Pawel Althamer’s Skin (1997) and Self Portrait (Mask) (2008)

Don't miss "Feeling Blue", Peter Schjeldahl's fabulous review of After Nature at The New Museum. It's so good it actually made me want to go see something at The New Museum. Seriously devastating piece of writing. My only quibble with the review is that he was off by one Whitney Biennial when he wrote about melancholy busting through the seams in the 2008 Biennial. I thought we started to see that melancholy in 2006. That Biennial might have looked angry but just under it's thrashing surface was a well of sadness and a sense of defeat.

Monday, August 04, 2008

Water Works. (Even When It Doesn't.)


Say what you will about NYC Waterfalls, at least it has people talking about public art. Brownstoner had an online panic attack last week when they were driving to work and saw that the Waterfalls were turned off. I've heard more than one person say how the piece has grown on them. Almost none of them from the art world. But that's OK. Hell, it might even be better this way. I wasn't a fan of The Gates, but it got the conversation rolling. Actually, my favorite story was a bar fight a friend witnessed because two old timers at a bar were arguing about whether or not The Gates was art. (IMO it was art. It just wasn't very good art.) Anyway, rage on.

Rock Show.


Went to Rock Star Bar in Williamsburg on Saturday night to see a metal show. Lots of goodness. Dark, evil goodness, but goodness nonetheless. Plus, Chrome Peeler showed up with his always-ample selection of metal fun at the merch table.

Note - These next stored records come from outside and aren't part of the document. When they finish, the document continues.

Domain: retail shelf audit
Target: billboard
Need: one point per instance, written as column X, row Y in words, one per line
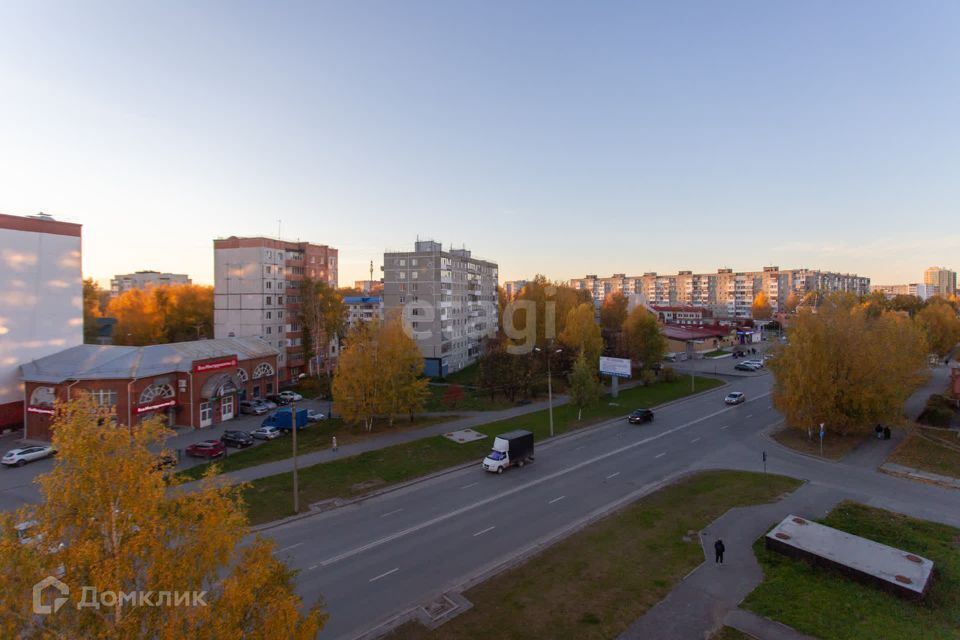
column 619, row 367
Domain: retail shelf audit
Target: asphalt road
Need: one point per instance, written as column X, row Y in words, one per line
column 375, row 559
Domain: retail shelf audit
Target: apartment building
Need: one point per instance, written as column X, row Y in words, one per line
column 448, row 300
column 144, row 280
column 42, row 295
column 257, row 294
column 943, row 279
column 726, row 293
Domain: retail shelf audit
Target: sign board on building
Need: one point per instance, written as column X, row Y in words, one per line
column 155, row 406
column 227, row 363
column 619, row 367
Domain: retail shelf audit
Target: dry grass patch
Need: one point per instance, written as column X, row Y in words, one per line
column 835, row 447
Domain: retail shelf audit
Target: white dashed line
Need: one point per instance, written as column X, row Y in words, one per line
column 384, row 575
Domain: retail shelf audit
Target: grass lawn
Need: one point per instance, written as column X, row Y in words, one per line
column 920, row 453
column 823, row 603
column 472, row 400
column 595, row 583
column 834, row 446
column 729, row 633
column 268, row 498
column 313, row 438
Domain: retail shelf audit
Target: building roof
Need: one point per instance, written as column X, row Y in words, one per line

Vultures. Couldn't find anything online about them, but their drummer was one skinny dude.

Buckshot Facelift. Rock and roll should always be this fun and messy. What's not to like about a band whose album (Universal Goat Tilt) includes such great titles as Giving Acid To A Gorilla Who Knows Sign Language, Bonus Blowtorch, and Feeding Alka Seltzer To Angels. I mean, really.

The Communion. Blackened and Doomed-out Grind from Hell. Sharp guitars with a stalking singer. Creepy slamming. Celtic Frost doing speedballs. Bought their demo for 2 bucks. Smart move. It's killer.

Black September. Um. OK. Every once in awhile I'll see a painting or a band, and the world stops a little bit. Everything about this band and their performance was refreshing. If there's one thing that I love in metal it's when a band isn't afraid to rock the fuck OUT. And when I say "rock" I'm referring to the way they move. Too many metal bands get stuck in the template of their genre and lose their natural gait. Black September put in my favorite performance of the night, and that's no mean feat with Unearthly Trance as the headliner. I need to mention the singer, Jen Pickett. Her throat-shredding is some of the most powerful I've heard in some time. Geeeeez. I've been listening to the album while writing this. This band is just devastating. Sanford Parker took notice and produced their album. Even more reason to pay attention. And they're not on Relapse because . . . ?

Unearthly Trance. Sooooooooooo great to see these guys play out again. The new album, Electrocution, is crushing. You know how I feel. Nothing has changed. Except for the fact that they've gotten even better. Another brilliant show.

Sunday, August 03, 2008

Satan's Grafitti.


Heh-heh. Finally. Finally, somebody figured out how to tag those obnoxious subway exit ads. And it was totally, like, Beelzebub. Awesome.